Поковыряв в зубах, он расплатился по счёту и лениво двинулся к выходу. На улице он подозвал извозчика. В это мгновение рядом с ним оказались два незнакомца.

— Вы мистер Пирсон?

— Да.

— Инспектор Джетери из Скотленд-Ярда. Вы арестованы по обвинению в похищении молодого графа Винчи.

Пирсон вытаращил глаза. В разное время предпринималось немало попыток познакомить его с внутренним устройством тюрьмы, но все они терпели неудачу.

— Вы, наверное, ошиблись, — улыбнулся мистер Пирсон, — я…

— Следуйте за нами в машину!

Пирсон был слишком опытен в подобного рода делах, чтобы оказывать сопротивление. К тому же он был совершенно уверен в своей безопасности. Весь арест, как он полагал, сведется к формальному посещению полицейского участка.

Один из полицейских совещался с шофёром, потом, как заметил арестованный, вручил ему пятифунтовую банкноту.

«С каких это пор полиция так щедра?» — подумал Пирсон.

Автомобиль стремительно нёсся через Вест-Энд, но, к удивлению Пирсона, не повернул к Скотленд-Ярду, а направился дальше, через Вестминстерский мост.

— Куда вы меня везёте?

Он тут же почувствовал подбородком ствол револьвера.

— Не разговаривать!

Когда они проезжали мимо очередного фонаря, Пирсон с ужасом обнаружил, что лица полицейских покрыты светлой вуалью с прорезями для глаз.

Автомобиль миновал Нью-Кросс и Блекхет-Хилл. Пирсон узнал эти места — здесь проводилась не одна удачная операция…

На Хейт-Роуд они свернули в сторону, миновали садовые ворота и остановились у подъезда какого-то мрачного дома.

— Прежде чем вы ступите на землю, — обратился к Пирсону обладатель револьвера, — я хочу вас предупредить. Если вы вздумаете кричать, я всажу вам пулю в живот, и вам придётся мучиться не менее трёх дней, прежде чем вы попадёте в ад. Надеюсь, вам знаком кольт сорок пятого калибра и возможности его свинцовых пуль с круглым наконечником.

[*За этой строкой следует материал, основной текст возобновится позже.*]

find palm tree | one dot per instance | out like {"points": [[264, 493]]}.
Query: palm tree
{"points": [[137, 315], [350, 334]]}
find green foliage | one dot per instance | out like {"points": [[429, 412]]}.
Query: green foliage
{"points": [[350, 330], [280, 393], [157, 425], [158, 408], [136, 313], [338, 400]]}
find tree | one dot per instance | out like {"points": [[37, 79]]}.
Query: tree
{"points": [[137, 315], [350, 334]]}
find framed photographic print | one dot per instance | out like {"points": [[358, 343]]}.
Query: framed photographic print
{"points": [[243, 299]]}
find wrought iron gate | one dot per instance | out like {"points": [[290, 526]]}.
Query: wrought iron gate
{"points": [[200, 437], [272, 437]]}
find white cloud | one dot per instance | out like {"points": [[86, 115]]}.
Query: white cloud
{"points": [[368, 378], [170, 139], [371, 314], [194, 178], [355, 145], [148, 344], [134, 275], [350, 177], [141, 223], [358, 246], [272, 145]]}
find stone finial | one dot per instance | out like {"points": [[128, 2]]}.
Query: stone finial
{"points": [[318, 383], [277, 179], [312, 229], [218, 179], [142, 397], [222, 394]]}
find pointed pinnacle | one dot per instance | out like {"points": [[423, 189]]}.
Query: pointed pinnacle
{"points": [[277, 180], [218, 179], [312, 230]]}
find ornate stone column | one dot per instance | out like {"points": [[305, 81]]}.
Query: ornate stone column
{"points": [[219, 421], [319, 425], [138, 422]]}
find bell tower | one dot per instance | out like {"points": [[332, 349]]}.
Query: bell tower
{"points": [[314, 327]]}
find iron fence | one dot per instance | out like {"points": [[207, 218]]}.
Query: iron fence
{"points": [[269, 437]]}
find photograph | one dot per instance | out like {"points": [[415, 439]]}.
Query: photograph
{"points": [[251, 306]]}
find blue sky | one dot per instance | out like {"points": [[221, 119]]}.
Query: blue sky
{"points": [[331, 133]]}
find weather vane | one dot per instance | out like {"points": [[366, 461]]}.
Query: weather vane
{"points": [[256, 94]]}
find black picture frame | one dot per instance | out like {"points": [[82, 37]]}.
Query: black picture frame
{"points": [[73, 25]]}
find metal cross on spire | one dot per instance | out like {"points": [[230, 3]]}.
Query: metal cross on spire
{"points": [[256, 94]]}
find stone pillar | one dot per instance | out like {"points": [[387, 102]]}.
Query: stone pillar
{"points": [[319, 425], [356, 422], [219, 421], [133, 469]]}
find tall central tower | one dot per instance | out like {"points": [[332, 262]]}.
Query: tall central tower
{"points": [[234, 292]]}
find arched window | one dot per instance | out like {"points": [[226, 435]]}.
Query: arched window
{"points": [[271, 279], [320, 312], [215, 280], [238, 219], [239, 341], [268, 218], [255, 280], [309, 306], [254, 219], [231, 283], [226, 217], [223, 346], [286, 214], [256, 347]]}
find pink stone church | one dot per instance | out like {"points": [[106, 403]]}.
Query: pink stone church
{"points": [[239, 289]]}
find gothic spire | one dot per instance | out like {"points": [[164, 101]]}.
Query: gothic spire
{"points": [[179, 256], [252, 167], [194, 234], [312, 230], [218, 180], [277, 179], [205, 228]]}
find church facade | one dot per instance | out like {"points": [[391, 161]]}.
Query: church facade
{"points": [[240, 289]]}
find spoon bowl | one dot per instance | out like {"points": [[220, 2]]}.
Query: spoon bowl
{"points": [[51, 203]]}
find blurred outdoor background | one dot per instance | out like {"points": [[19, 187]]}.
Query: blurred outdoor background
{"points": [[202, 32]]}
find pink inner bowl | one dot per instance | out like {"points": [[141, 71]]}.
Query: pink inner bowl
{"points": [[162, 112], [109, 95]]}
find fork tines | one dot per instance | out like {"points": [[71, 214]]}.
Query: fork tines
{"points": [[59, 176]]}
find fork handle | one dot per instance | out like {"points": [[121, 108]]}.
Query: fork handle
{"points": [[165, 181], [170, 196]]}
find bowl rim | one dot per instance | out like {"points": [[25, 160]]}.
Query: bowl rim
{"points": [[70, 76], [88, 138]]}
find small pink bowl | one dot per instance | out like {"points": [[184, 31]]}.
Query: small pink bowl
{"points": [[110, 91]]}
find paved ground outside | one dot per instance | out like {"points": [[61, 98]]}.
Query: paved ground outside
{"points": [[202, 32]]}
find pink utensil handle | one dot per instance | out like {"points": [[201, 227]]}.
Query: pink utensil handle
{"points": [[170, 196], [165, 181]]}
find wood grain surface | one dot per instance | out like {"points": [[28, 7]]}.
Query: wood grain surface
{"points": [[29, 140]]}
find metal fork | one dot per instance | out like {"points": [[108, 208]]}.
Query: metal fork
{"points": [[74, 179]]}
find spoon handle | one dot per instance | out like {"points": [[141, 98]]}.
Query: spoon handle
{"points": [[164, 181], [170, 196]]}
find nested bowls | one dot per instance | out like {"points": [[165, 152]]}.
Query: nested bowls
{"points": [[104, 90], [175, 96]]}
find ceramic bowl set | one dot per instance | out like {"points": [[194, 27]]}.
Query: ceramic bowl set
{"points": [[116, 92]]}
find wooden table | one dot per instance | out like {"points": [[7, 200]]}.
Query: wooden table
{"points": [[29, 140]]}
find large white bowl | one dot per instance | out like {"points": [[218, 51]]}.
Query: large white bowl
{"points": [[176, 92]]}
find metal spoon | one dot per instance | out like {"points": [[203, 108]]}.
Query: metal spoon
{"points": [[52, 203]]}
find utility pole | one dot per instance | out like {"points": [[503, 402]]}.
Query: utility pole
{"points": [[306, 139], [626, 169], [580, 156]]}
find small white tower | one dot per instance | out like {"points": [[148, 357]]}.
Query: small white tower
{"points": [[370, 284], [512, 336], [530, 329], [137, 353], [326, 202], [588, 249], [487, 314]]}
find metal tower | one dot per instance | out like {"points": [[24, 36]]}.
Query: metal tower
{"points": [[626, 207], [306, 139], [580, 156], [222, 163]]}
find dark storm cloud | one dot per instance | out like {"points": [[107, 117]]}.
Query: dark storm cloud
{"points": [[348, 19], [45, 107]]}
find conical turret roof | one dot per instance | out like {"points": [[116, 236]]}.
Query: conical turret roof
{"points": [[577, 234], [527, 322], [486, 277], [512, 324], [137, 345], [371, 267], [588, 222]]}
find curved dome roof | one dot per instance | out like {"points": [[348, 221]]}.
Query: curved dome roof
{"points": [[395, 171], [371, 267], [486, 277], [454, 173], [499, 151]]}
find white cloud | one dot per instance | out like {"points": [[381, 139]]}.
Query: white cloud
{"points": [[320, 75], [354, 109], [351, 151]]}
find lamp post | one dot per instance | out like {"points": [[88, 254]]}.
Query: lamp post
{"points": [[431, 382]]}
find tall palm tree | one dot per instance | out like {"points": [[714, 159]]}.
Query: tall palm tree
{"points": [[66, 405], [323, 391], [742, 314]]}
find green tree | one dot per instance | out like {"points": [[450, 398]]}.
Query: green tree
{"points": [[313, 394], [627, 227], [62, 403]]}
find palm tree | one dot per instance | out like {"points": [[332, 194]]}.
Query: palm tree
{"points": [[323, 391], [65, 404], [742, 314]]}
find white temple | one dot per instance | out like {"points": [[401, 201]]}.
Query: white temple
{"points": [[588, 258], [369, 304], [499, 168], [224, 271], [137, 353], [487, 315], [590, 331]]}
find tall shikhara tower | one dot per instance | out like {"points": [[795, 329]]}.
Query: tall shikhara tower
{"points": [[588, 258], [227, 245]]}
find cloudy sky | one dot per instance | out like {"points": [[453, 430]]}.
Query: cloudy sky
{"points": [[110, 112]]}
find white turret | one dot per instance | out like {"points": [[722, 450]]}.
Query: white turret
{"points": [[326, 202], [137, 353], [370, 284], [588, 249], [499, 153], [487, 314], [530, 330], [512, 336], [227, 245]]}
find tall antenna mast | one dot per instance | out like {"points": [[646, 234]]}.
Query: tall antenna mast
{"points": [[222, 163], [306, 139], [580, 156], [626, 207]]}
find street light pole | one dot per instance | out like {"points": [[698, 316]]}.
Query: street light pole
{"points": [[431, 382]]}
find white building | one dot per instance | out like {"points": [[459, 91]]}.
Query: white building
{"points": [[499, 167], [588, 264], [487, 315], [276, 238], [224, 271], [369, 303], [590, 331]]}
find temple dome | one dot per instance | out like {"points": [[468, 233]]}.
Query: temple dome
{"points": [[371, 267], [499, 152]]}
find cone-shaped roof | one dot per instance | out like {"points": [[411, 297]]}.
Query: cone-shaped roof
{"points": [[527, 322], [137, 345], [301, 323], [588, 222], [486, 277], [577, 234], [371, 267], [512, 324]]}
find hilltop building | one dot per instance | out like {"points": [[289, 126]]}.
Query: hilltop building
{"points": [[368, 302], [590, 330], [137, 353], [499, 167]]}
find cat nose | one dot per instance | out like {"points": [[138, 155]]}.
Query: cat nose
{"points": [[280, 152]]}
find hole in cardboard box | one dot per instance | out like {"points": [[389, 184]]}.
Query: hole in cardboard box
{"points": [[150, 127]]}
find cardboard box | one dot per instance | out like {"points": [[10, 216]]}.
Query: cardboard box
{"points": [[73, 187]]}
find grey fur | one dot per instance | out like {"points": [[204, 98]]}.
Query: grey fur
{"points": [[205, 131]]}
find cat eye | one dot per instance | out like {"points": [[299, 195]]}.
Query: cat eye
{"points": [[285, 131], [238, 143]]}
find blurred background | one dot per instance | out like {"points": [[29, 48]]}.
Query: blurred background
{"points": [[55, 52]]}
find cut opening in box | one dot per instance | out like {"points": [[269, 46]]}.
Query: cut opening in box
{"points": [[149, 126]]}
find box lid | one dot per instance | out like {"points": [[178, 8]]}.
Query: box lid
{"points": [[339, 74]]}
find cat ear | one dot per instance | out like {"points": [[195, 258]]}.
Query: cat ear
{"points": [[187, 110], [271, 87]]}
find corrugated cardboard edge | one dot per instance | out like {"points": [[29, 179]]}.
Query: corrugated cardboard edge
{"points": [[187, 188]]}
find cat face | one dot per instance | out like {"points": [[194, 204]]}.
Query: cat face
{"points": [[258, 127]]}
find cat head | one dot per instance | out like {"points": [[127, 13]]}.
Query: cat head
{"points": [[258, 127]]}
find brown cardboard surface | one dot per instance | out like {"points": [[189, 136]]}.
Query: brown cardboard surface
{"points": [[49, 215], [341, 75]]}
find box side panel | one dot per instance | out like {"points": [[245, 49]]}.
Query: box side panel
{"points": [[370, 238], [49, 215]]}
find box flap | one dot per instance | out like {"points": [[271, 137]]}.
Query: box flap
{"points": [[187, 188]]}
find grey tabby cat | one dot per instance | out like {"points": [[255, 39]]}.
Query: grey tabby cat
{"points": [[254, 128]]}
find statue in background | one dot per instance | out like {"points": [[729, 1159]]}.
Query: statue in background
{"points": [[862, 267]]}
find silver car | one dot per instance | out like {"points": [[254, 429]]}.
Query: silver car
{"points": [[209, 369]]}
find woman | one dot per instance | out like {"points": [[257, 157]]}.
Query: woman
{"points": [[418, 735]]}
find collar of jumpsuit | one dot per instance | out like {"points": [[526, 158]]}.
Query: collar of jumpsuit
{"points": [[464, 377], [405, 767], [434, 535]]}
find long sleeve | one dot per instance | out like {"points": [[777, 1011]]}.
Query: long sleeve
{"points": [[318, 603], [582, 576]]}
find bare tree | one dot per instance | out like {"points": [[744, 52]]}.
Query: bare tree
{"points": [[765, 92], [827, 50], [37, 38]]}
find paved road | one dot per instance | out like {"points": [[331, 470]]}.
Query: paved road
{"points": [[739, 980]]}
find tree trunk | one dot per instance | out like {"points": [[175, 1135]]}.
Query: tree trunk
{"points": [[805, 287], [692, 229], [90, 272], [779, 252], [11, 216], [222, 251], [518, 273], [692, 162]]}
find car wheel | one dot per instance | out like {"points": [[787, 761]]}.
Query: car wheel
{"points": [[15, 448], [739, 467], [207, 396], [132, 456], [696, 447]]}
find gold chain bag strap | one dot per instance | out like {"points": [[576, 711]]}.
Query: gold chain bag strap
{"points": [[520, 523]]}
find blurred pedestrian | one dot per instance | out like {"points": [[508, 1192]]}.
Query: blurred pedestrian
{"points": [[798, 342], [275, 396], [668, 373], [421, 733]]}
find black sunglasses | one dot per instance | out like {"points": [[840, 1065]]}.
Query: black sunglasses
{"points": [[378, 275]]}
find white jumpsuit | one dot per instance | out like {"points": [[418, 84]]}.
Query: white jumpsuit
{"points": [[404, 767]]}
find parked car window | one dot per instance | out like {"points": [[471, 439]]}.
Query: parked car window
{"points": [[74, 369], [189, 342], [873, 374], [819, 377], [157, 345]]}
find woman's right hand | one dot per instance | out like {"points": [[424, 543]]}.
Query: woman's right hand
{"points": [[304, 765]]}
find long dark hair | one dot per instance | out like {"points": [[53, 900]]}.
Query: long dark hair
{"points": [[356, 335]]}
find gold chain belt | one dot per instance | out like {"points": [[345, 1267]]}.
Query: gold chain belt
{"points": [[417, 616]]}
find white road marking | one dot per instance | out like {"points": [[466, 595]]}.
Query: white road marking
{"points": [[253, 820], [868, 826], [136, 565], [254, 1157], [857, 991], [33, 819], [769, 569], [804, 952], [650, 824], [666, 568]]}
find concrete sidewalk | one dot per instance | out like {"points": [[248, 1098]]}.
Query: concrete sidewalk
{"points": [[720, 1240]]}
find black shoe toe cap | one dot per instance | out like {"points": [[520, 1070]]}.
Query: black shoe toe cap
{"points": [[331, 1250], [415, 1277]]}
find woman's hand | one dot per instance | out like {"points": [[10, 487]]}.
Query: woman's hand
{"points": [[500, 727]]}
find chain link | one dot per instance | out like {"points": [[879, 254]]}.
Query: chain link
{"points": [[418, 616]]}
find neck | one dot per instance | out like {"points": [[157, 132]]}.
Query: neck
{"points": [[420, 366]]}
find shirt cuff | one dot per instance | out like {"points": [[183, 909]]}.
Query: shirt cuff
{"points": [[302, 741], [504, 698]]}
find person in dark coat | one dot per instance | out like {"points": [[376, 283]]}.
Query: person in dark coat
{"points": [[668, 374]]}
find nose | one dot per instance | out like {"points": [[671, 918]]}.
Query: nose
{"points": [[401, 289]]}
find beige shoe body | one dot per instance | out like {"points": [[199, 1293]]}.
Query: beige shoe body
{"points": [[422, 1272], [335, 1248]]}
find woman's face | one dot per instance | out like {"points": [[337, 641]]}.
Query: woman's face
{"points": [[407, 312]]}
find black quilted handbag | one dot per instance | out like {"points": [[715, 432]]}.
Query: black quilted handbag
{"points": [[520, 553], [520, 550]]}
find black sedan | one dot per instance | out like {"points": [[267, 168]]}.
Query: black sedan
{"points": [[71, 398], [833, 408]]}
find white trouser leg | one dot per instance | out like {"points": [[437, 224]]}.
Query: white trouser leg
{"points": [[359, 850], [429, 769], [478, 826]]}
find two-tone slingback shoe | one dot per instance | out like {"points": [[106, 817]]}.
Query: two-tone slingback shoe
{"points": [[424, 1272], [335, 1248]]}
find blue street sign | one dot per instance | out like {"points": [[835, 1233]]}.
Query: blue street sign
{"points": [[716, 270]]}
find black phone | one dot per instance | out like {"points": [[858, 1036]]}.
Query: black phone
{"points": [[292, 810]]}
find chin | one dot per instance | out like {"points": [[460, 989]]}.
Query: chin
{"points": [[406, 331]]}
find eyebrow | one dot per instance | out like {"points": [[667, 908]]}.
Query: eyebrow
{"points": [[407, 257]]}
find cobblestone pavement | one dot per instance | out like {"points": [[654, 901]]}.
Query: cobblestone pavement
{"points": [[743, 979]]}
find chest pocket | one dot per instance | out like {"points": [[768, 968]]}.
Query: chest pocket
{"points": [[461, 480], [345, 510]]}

Пирсон молча покинул автомобиль и поднялся в холодный вестибюль.

Один из его спутников включил свет и тщательно запер за собой входную дверь. Потом они поднялись на второй этаж.

— Вот ваша новая квартира, — самодовольно сказал Леон, вводя пленника в просторную ванную комнату.

Да, Гонзалес нашёл именно то, что искал!

Ванная комната была непомерно велика. Кроме ванны, скорее похожей на бассейн, там стояла довольно удобная кровать с накрахмаленным до синевы бельём.

В огромной ванне стоял дубовый табурет, а к одному из кранов была приделана резиновая кишка.

Окна были завешены одеялами.

Манфред по достоинству оценил усилия Гонзалеса.

— Вытяните руки! — приказал Леон.

На запястьях пленника защелкнулись наручники.

— Сядьте на постель! Я хочу, чтобы вы убедились в том, как на ней мягко спится.

— Вы с ума сошли! — вскричал внезапно вознегодовавший Пирсон. — И снимите с лица эту поганую тряпку! Я хочу видеть вас!

— А вот это напрасно, — мягко возразил Леон. — Ведь если вы увидите моё лицо, то сможете впоследствии опознать. Следовательно, я буду вынужден…

С этими словами он вынул из кармана огромный револьвер. Услышав мягкий щелчок взводимого курка, Пирсон мгновенно повиновался.

Леон разул его и засучил штанины.

— Зачем? — пролепетал Пирсон.

— Сесть! — приказал Леон, указывая на табурет, стоящий в ванне.

— Но…

— Не заставляйте меня повторять дважды!

Пирсон сел.

— Вам удобно?

Пирсон не удостоил его ответом.

— Вы напрасно сердитесь, — добродушно заметил Леон. — Как вам постель? Не правда ли, она выглядит довольно заманчиво?

Пирсон продолжал молчать. Гонзалес похлопал его по плечу.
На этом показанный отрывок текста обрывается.